Branca Uma jovem rica, ela é irmã de Geraldo, gosta muito de Álvaro mas não se conforma em Álvaro se apaixonar por um escrava. Mas com sua chegada à Campos, ela e Leôncio se tornam cumplices, e fazem planos para separar Isaura de Álvaro.

Rosa Bonita e ousada, nascida na senzala de Leôncio, descobre que é filha de um Coronel que, por coincidência, é pai de Malvina, se engraçou com sua mãe antes dela nascer. Sabendo disso, sua esposa manda quebrar todos os dentes da escrava e matar Rosa, mas a escrava grávida foge para a Fazenda de Leôncio.

Poucos anos depois de Rosa nascer, sua mãe morre, mas Rosa cresce até se tornar uma mocinha. Logo depois que o coronel descobre que Rosa está viva e na fazenda de Leôncio, ele a compra por muito dinheiro, e então a assume como filha.

Obs: Na 3ª edição do livro os personagens Tomásia e Branca não participam, não existe nenhuma menção a eles. Em relação a Malvina, o livro não menciona que ela tenha se casado com o dr. Geraldo. A personagem Rosa não é filha de coronel algum, é apenas uma escrava.

Linguagem
O tratamento exageradamente romântico que o autor aplica neste livro faz com que ele tenha um caráter mais de lenda do que de realidade, ao contrário de O Seminarista (1872) e O Garimpeiro (1872), em que a descrição regionalista do ambiente físico e social proporciona mais verossimilhança à trama.
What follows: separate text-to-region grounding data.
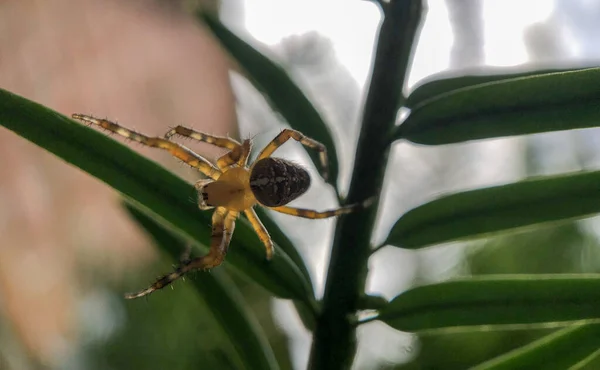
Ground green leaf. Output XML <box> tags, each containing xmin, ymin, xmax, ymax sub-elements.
<box><xmin>0</xmin><ymin>87</ymin><xmax>314</xmax><ymax>303</ymax></box>
<box><xmin>198</xmin><ymin>12</ymin><xmax>339</xmax><ymax>187</ymax></box>
<box><xmin>254</xmin><ymin>208</ymin><xmax>313</xmax><ymax>292</ymax></box>
<box><xmin>406</xmin><ymin>66</ymin><xmax>592</xmax><ymax>109</ymax></box>
<box><xmin>357</xmin><ymin>294</ymin><xmax>389</xmax><ymax>311</ymax></box>
<box><xmin>397</xmin><ymin>67</ymin><xmax>600</xmax><ymax>144</ymax></box>
<box><xmin>377</xmin><ymin>275</ymin><xmax>600</xmax><ymax>332</ymax></box>
<box><xmin>574</xmin><ymin>349</ymin><xmax>600</xmax><ymax>370</ymax></box>
<box><xmin>124</xmin><ymin>203</ymin><xmax>280</xmax><ymax>370</ymax></box>
<box><xmin>471</xmin><ymin>323</ymin><xmax>600</xmax><ymax>370</ymax></box>
<box><xmin>255</xmin><ymin>207</ymin><xmax>317</xmax><ymax>331</ymax></box>
<box><xmin>385</xmin><ymin>170</ymin><xmax>600</xmax><ymax>249</ymax></box>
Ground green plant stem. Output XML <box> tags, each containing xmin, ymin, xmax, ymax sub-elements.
<box><xmin>308</xmin><ymin>1</ymin><xmax>423</xmax><ymax>369</ymax></box>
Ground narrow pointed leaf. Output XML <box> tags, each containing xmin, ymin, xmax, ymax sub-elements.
<box><xmin>574</xmin><ymin>351</ymin><xmax>600</xmax><ymax>370</ymax></box>
<box><xmin>255</xmin><ymin>208</ymin><xmax>313</xmax><ymax>292</ymax></box>
<box><xmin>397</xmin><ymin>68</ymin><xmax>600</xmax><ymax>144</ymax></box>
<box><xmin>574</xmin><ymin>349</ymin><xmax>600</xmax><ymax>370</ymax></box>
<box><xmin>406</xmin><ymin>66</ymin><xmax>593</xmax><ymax>109</ymax></box>
<box><xmin>0</xmin><ymin>88</ymin><xmax>314</xmax><ymax>303</ymax></box>
<box><xmin>385</xmin><ymin>170</ymin><xmax>600</xmax><ymax>249</ymax></box>
<box><xmin>357</xmin><ymin>294</ymin><xmax>389</xmax><ymax>310</ymax></box>
<box><xmin>124</xmin><ymin>203</ymin><xmax>280</xmax><ymax>370</ymax></box>
<box><xmin>377</xmin><ymin>275</ymin><xmax>600</xmax><ymax>332</ymax></box>
<box><xmin>472</xmin><ymin>323</ymin><xmax>600</xmax><ymax>370</ymax></box>
<box><xmin>199</xmin><ymin>13</ymin><xmax>339</xmax><ymax>186</ymax></box>
<box><xmin>255</xmin><ymin>207</ymin><xmax>317</xmax><ymax>330</ymax></box>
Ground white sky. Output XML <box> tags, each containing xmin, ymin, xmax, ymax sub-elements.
<box><xmin>238</xmin><ymin>1</ymin><xmax>559</xmax><ymax>369</ymax></box>
<box><xmin>243</xmin><ymin>0</ymin><xmax>380</xmax><ymax>86</ymax></box>
<box><xmin>243</xmin><ymin>0</ymin><xmax>555</xmax><ymax>88</ymax></box>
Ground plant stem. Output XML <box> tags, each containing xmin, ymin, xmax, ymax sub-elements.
<box><xmin>309</xmin><ymin>1</ymin><xmax>423</xmax><ymax>369</ymax></box>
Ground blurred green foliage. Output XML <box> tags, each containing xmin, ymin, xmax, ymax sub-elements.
<box><xmin>83</xmin><ymin>259</ymin><xmax>294</xmax><ymax>370</ymax></box>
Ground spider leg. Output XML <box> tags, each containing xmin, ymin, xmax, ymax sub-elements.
<box><xmin>244</xmin><ymin>208</ymin><xmax>274</xmax><ymax>260</ymax></box>
<box><xmin>165</xmin><ymin>125</ymin><xmax>241</xmax><ymax>149</ymax></box>
<box><xmin>222</xmin><ymin>211</ymin><xmax>237</xmax><ymax>250</ymax></box>
<box><xmin>165</xmin><ymin>126</ymin><xmax>252</xmax><ymax>170</ymax></box>
<box><xmin>195</xmin><ymin>178</ymin><xmax>215</xmax><ymax>210</ymax></box>
<box><xmin>180</xmin><ymin>243</ymin><xmax>192</xmax><ymax>264</ymax></box>
<box><xmin>268</xmin><ymin>197</ymin><xmax>373</xmax><ymax>219</ymax></box>
<box><xmin>256</xmin><ymin>128</ymin><xmax>329</xmax><ymax>181</ymax></box>
<box><xmin>72</xmin><ymin>114</ymin><xmax>221</xmax><ymax>180</ymax></box>
<box><xmin>216</xmin><ymin>139</ymin><xmax>252</xmax><ymax>169</ymax></box>
<box><xmin>124</xmin><ymin>207</ymin><xmax>238</xmax><ymax>299</ymax></box>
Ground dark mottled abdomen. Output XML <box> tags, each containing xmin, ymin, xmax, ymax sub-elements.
<box><xmin>250</xmin><ymin>158</ymin><xmax>311</xmax><ymax>207</ymax></box>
Nunca, em A Escrava Isaura, o excesso de imaginação se traduz em "idealização descabida", como afirma Antonio Candido, que se concretiza no plano da linguagem em descrições repetitivas e mecânicas dos personagens, com abuso de adjetivos redundantes. Observe-se a descrição de Isaura quando senta-se ao piano no salão de baile no Recife:

"A fisionomia, cuja expressão habitual era toda modéstia, ingenuidade e candura, animou-se de luz insólita; o busto admiravelmente cinzelado ergueu-se altaneiro e majestoso; os olhos extáticos alçavam-se cheios de esplendor e serenidade; os seios, que até ali apenas arfavam como as ondas de um lago em tranqüila noite de luar, começaram de ofegar, túrgidos e agitados, como oceano encapelado; seu colo distendeu-se alvo e esbelto como o do cisne, que se apresta a desprender os divinais gorgeios. Era o sopro da inspiração artística, que, roçando-lhe pela fronte, a transformava em sacerdotisa do belo, em intérprete inspirada das harmonias do céu".